A pesar de la lluvia, cada vez más intensa, ella no dejaba de apretarme entre sus brazos.

─Cada vez que te vas, me queda la sensación de que no te volveré a ver de nuevo.

Esa era mi intención cada vez que me alejaba de ella, marcharme para siempre, borrar toda
huella de nuestro encuentro y seguir adelante con mi vida perfecta, con aquella paz
inamovible.

─Bésame entonces, como si no fueras a verme otra vez.

Vi que sus ojos se nublaron, los cerró dejando escapar un par de lágrimas y me besó. Sentí un
nudo en la garganta. Me apretó fuerte en un abrazo de despedida y, al separarnos, susurró:

─Te amo.

La miré fría.
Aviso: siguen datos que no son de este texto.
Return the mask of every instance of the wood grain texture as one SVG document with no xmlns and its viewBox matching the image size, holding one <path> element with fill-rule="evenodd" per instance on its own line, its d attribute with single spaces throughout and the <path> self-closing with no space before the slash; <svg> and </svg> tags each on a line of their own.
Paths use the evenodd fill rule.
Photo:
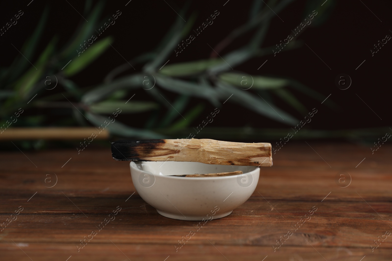
<svg viewBox="0 0 392 261">
<path fill-rule="evenodd" d="M 23 209 L 0 231 L 0 259 L 391 260 L 392 237 L 373 252 L 371 246 L 392 232 L 392 146 L 372 155 L 354 145 L 310 145 L 320 156 L 306 143 L 285 145 L 274 167 L 261 170 L 248 201 L 208 221 L 177 251 L 198 222 L 158 214 L 134 194 L 129 162 L 113 160 L 109 150 L 2 153 L 0 223 Z M 118 206 L 115 219 L 78 252 Z"/>
<path fill-rule="evenodd" d="M 117 160 L 190 161 L 218 165 L 270 167 L 270 143 L 243 143 L 208 139 L 125 140 L 112 142 Z"/>
</svg>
Siempre me provocaba ira escucharla, pero también me gustaba oírla; era
confuso, como algo dulce y amargo a la vez. ¿Por qué ahora? ¿Por qué volvía a mi vida a
decirme cosas que nunca me dijo cuando necesité oírlas? De todas maneras respondí.

─También te amo.

─Y ¿por qué no te quedas, entonces?

Antes de voltearme para partir, le dije lo que le decía siempre:

─Porque ya es demasiado tarde.


Caminé con los puños apretados. Tomé el bus y, al llegar a mi destino, me acosté. Tenía un
mensaje suyo, lo borré sin abrirlo, ¿qué sentido tenía? Marchaba a la capital al día siguiente,
iba a regresar a mi vida, a mi rutina y a la tranquilidad a la que estaba acostumbrada. Sin
embargo, lo más probable era que en un par de semanas, volviera a marcar su número para
avisarle que viajaría… después de todo… lo único que le daba sentido a mi existencia, era
dejarme azotar por la tormenta de vez en cuando.